Proof of Theorem 1. Suppose \(\Pi\) and \(\Psi\) are two distinct truthful, individually rational mechanisms and let \(P\) be a discordant preference profile of minimal size. By Lemma 1 we know that every agent whose allocation differs in \(\Pi\) and \(\Psi\) has exactly two acceptable objects. By Lemma 3 at least one of these mechanisms is not pareto efficent.

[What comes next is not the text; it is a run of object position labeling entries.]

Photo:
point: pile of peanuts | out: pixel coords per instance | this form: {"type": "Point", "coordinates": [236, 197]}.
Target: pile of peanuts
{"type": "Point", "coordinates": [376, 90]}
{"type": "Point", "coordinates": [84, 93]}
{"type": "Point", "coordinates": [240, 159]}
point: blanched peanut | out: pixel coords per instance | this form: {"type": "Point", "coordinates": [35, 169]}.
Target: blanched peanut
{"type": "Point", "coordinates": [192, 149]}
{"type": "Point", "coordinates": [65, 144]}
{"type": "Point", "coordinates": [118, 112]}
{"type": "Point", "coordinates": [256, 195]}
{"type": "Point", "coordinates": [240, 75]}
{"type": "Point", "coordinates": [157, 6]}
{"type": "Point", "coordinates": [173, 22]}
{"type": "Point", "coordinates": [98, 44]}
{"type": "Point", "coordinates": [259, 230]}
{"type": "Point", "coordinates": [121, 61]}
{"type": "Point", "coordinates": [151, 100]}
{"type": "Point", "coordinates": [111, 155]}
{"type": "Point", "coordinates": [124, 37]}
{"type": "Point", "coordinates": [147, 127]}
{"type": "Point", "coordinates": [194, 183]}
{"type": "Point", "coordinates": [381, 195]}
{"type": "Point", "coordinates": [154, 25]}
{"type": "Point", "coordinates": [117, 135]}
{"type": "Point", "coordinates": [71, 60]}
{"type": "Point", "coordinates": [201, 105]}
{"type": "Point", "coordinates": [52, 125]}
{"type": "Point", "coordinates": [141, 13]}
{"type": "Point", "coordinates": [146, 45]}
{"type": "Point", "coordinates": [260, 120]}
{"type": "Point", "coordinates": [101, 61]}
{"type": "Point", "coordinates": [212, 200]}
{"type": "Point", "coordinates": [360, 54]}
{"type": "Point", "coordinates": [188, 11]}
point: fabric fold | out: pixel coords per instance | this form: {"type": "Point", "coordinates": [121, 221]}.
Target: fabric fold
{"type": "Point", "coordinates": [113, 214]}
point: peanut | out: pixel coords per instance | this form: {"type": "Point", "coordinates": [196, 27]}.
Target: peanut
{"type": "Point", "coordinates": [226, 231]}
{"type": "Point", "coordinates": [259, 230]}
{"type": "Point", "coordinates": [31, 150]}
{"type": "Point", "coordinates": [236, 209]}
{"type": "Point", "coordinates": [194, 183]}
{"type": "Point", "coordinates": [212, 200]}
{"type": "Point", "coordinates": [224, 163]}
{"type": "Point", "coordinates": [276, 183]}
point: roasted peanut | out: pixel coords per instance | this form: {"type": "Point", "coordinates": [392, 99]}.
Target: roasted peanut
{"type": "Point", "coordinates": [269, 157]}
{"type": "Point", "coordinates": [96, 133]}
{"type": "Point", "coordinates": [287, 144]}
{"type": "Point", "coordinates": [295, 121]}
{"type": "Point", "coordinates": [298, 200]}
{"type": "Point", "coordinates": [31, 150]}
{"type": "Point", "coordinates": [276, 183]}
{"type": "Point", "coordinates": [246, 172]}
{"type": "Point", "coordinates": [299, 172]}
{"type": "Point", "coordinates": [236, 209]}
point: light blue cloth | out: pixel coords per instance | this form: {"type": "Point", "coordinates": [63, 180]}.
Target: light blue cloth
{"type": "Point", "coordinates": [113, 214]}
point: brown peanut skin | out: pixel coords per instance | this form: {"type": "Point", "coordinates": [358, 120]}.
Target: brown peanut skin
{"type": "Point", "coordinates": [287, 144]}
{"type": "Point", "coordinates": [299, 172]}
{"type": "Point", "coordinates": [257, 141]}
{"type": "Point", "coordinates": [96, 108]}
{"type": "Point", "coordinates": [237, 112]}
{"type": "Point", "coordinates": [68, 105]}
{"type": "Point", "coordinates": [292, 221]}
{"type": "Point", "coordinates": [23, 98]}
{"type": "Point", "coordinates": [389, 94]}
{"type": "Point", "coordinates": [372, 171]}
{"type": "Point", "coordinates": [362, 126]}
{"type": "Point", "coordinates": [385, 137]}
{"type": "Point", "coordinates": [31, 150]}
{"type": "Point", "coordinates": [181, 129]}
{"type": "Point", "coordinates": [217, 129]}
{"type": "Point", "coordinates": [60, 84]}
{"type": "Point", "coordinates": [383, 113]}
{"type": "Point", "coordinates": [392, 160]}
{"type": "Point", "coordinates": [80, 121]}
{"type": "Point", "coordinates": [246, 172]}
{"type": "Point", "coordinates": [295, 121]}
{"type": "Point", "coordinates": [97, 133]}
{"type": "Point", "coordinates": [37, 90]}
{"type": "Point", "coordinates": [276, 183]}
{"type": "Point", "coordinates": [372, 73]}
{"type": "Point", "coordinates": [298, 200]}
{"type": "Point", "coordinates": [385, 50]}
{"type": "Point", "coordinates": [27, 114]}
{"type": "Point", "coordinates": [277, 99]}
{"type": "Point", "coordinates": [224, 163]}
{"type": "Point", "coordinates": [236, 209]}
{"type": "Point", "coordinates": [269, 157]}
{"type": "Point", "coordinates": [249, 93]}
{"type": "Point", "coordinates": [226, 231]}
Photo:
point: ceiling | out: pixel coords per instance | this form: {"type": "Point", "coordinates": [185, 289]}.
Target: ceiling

Proof of Theorem 2. Suppose \(\Pi\) and \(\Psi\) are truthful and individually rational. We will show that at least one of them is not pair efficient. Let \(P\) be a discordant preference profile of minimal size and et \(A_\Pi, A_\Psi\) and \(A\) be defined as in equations (1),(2),(3). From Lemma 1 we know that every agent in \(A\) has exactly two acceptable objects. Suppose \(A_\Pi\) is not empty. Because \(\Psi\) is individually rational we know that every agent in \(i \in A_\Pi\) retains their endowment under mechanism \(\Psi\). Furthermore, by Lemma 3, we know that mechanism \(\Psi\) is not pareto efficient. That is, there is at least one set of agents \(\{i_1, i_2,...,i_m\} \subseteq A_\Pi\) such that \(\Psi^P_{i_2} \succ_{i_1} \Psi^P_{i_1}, \Psi^P_{i_3} \succ_{i_2} \Psi^P_{i_2},...,\Psi^P_{i_1} \succ_{i_m} \Psi^P_{i_m}\). (Note that \(\Psi^P_{i} = o_i\) for each \(i\) in this cycle). Now create a new preference profile \(Q\) where agent \(i_1\) reports the following preferences: \(o_{i_2} \succ_{i_1} o_{i_3} \succ_{i_1} o_{i_4}\succ_{i_1} ...\succ_{i_1} o_{i_{m-1}} \succ_{i_1} o_{i_m} \succ_{i_1} o_{i_1}\) (Note that the original preference was: \(o_{i_2} \succ_{i_1} o_{i_1}\) so all we are doing is adding the objects from the cycle in a specific order). All other agents hold the same preferences. Because \(\Psi\) is strategy-proof, it cannot give object \(o_{i_2}\) to agent \(i_1\) on profile \(Q\). Because \(\Psi\) is individually rational, it must instead give \(i_1\) an object \(o \in \{o_{i_1}, o_{i_3}, o_{i_4}, \ldots o_{i_m}\}\). But we claim that none of these outcomes can be pair efficient: the agent in the cycle whose favorite object is \(o\) must receive their endowment by individual rationality of \(\Psi\), and by construction of profile \(Q\), this agent and \(i_1\) would both prefer to swap items (according to \(Q\)). Therefore \(\Psi\) is not pair efficient.